This comment has been minimized.
This comment has been minimized.
gereeter
Aug 24, 2018
Oh, and it also occurs to me that there are multiple notions of UB, corresponding to the question of whether the println! can be optimized away in
println!("Before UB!");
invoke_ub();That is, does UB invalidate the entire program since the compiler is allowed to assume it never happens, or does is just invalidate the program from the point it happens onward?
This comment has been minimized.
This comment has been minimized.
gereeter
Aug 24, 2018
That's certainly true of C or LLVM's undefined behaviour, but it isn't the only way incorrect behaviour could be specified. I suppose I shouldn't call it UB, though, since that is confusing (although I think this new notion actually fits the description of undefined behaviour better). Since we are in the process of specifying what Rust is, we get to choose whatever semantics we want (within the bounds of what we can reasonably compile to LLVM). Concretely, the two notions are:
-
(C's UB) The compiler is allowed to assume that the incorrect action never happens.
-
(I don't know what to call this) Upon the incorrect action happening, the program is allowed perform any series of actions (i.e. syscalls, not time travel). If we model the side effects of a program as a sequence of system calls (and some other things like volatile memory accesses), then this just says that an undefined (in this sense) operation never returns and adds on an arbitrary and possibly infinitely long series of system calls, but the system calls that led to the operation can't be deleted.

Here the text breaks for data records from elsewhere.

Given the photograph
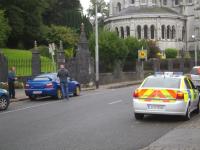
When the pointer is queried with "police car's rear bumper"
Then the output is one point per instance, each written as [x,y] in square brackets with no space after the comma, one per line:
[174,108]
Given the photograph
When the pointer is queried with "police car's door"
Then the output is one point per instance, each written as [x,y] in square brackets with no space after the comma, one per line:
[190,92]
[196,93]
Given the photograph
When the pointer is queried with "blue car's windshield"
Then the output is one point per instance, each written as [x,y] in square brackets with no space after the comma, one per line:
[41,79]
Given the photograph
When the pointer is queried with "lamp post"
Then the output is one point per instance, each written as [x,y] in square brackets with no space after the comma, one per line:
[195,51]
[96,47]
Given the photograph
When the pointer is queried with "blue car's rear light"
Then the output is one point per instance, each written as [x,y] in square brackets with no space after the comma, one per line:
[49,85]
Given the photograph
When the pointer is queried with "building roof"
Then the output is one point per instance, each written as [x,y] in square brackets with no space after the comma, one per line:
[155,10]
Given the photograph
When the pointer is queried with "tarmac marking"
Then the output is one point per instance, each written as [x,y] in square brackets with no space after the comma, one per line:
[115,102]
[26,108]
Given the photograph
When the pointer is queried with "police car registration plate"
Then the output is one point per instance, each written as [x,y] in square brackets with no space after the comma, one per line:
[155,107]
[37,92]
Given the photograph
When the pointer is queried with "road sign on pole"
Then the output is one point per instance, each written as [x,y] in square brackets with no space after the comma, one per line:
[142,54]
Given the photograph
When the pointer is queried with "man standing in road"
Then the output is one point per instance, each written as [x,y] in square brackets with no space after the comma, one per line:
[63,75]
[11,82]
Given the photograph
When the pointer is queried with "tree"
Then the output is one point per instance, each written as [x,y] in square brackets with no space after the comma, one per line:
[112,49]
[25,20]
[4,29]
[60,33]
[171,53]
[153,49]
[102,9]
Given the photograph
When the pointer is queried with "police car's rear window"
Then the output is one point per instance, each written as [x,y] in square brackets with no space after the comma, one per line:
[162,82]
[195,71]
[41,79]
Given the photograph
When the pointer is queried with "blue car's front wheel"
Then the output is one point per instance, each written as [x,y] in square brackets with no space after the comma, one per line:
[77,91]
[59,94]
[4,102]
[32,97]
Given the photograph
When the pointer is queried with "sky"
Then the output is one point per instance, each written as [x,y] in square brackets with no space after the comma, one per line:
[86,3]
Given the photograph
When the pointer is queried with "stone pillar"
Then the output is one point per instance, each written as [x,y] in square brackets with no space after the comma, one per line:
[156,65]
[170,65]
[192,63]
[84,72]
[181,66]
[60,55]
[3,68]
[36,62]
[139,70]
[117,73]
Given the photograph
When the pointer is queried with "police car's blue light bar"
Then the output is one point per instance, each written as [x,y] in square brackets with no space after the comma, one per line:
[169,73]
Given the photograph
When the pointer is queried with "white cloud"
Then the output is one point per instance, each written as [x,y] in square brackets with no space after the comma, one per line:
[86,3]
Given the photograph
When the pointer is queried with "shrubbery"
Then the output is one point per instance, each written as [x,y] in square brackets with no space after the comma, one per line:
[171,53]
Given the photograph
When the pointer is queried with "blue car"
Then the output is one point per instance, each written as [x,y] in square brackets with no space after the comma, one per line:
[49,85]
[4,99]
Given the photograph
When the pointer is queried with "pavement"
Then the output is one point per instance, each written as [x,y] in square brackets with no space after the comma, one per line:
[20,95]
[186,136]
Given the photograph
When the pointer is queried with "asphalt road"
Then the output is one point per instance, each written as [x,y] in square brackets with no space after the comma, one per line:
[96,120]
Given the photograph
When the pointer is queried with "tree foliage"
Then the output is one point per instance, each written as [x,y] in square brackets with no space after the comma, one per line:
[60,33]
[4,29]
[112,49]
[31,20]
[171,53]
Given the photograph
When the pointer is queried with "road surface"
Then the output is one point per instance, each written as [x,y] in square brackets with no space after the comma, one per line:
[96,120]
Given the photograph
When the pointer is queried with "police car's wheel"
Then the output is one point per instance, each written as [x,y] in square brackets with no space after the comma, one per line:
[32,97]
[4,102]
[188,114]
[77,91]
[139,116]
[197,110]
[59,94]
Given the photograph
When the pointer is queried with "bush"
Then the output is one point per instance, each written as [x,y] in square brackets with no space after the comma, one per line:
[4,29]
[171,53]
[18,85]
[112,49]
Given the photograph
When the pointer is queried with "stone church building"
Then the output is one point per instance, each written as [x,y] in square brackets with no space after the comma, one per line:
[172,23]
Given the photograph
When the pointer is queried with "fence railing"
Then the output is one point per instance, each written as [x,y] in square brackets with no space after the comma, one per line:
[24,66]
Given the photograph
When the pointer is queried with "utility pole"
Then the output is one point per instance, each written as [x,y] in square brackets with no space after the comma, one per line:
[195,49]
[96,47]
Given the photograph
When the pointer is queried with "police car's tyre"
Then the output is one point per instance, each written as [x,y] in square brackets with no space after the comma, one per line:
[188,113]
[77,91]
[4,102]
[139,116]
[32,97]
[59,94]
[197,110]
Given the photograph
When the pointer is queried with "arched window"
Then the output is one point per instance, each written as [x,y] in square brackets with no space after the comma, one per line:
[164,2]
[152,32]
[146,32]
[128,31]
[168,32]
[119,7]
[173,32]
[132,1]
[154,1]
[117,31]
[139,34]
[183,34]
[163,31]
[122,32]
[176,2]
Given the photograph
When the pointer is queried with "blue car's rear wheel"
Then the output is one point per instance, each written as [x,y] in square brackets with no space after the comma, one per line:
[4,102]
[59,94]
[77,91]
[32,97]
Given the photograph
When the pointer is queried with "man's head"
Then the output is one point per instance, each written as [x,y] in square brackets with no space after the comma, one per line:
[13,68]
[62,66]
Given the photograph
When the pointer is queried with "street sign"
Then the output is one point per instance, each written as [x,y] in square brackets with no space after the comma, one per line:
[142,54]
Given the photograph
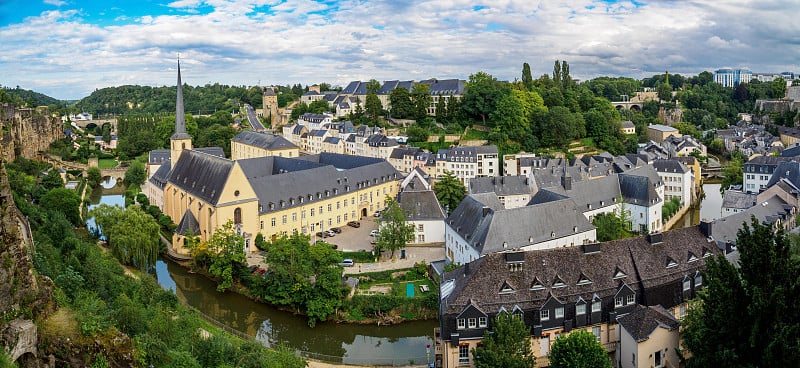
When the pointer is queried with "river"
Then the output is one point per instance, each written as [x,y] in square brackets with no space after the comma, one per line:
[710,207]
[346,343]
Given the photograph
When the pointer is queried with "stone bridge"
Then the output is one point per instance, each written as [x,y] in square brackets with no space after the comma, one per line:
[629,105]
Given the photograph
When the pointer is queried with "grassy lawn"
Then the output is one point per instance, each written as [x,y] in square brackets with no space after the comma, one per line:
[475,135]
[107,163]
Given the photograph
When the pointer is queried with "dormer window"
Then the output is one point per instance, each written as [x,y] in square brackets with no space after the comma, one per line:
[506,288]
[671,263]
[583,280]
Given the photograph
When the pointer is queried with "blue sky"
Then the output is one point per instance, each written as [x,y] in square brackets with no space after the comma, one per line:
[68,48]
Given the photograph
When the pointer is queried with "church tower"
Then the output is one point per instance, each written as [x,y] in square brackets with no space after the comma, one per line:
[180,140]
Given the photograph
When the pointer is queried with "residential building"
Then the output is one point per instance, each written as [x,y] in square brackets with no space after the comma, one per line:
[480,225]
[648,337]
[628,127]
[729,77]
[517,164]
[658,132]
[758,172]
[557,291]
[466,163]
[512,191]
[678,180]
[419,203]
[250,144]
[272,195]
[735,201]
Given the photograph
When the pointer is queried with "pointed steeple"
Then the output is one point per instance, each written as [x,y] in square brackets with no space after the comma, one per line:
[180,120]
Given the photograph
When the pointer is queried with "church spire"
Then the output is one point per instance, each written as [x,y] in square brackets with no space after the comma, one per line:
[180,120]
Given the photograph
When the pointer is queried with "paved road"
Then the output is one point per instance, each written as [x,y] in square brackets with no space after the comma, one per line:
[357,239]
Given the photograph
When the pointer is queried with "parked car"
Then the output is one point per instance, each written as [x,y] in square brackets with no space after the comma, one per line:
[347,262]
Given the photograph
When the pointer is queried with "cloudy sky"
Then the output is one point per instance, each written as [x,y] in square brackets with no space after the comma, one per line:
[68,48]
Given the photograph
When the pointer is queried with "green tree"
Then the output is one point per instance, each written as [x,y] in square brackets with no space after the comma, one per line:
[732,172]
[400,100]
[481,95]
[225,251]
[135,175]
[761,293]
[65,201]
[507,346]
[52,180]
[527,78]
[449,191]
[393,230]
[420,100]
[93,177]
[132,234]
[579,349]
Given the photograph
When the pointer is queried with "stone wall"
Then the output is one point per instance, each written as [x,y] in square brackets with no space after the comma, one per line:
[24,131]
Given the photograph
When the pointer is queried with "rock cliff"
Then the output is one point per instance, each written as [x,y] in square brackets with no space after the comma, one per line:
[25,131]
[24,296]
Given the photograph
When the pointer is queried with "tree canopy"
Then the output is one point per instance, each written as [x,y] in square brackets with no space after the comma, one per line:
[394,232]
[579,349]
[762,294]
[507,346]
[132,234]
[449,191]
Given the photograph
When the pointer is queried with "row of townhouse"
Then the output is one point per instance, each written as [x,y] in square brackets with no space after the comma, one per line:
[629,293]
[465,163]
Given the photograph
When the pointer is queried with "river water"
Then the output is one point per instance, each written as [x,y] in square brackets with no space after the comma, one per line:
[710,207]
[346,343]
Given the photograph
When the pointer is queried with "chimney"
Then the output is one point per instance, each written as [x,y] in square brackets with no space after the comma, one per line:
[655,238]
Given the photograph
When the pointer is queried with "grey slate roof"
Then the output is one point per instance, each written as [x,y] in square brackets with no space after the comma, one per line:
[738,199]
[644,320]
[263,140]
[501,185]
[725,230]
[157,157]
[670,166]
[642,263]
[280,182]
[482,221]
[201,175]
[188,224]
[420,205]
[789,170]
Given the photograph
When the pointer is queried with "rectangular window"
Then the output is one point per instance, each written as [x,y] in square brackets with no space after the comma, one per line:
[463,354]
[544,315]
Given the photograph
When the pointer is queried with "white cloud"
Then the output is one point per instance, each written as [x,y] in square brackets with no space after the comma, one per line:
[305,41]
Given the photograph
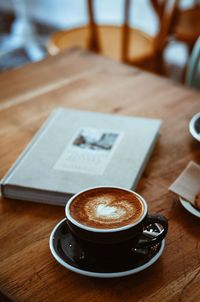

In the blog post you linked, if C used this semantics (which it doesn't), the invalid piece of reasoning would be the rewrite of
unwitting: the "UB" is not just saying that the compiler is allowed to assume something. Although the calls tovalue_or_fallbackandwait_for_door_to_openwould be removable, the call toring_bellwould not be since it happened before the "UB".
This comment has been minimized.
This comment has been minimized.
gnzlbg
Aug 24, 2018
Collaborator
What would be the value of doing that and what would that cost?
Thinking of what would that cost, you showed this snippet:
println!("Before UB!");
invoke_ub();
Imagine invoke_ub would do a null ptr dereference of a pointer completely unrelated with anything happening on the print. If that pointer isn't null, the compiler could actually reorder the dereference before the print, so that the memory load, if it has a cache miss, can happen out-of-order while the print executes.
However, if the compiler cannot assume that UB does not happen, then suddenly it cannot do that optimization, and potentially it cannot really reorder any code, since that could alter when undefined behavior happens.
That's a pretty big cost of optimization potential.
Thinking of what does this buy us, I still don't see that it buys us much. If we don't reorder the load, after the print undefined behavior still happens. For all we know that could clear the stdout buffer before its flushed (if the print doesn't flush it). That is, even if we guarantee the print to execute correctly before UB, then the UB afterwards could still allow the print not to show.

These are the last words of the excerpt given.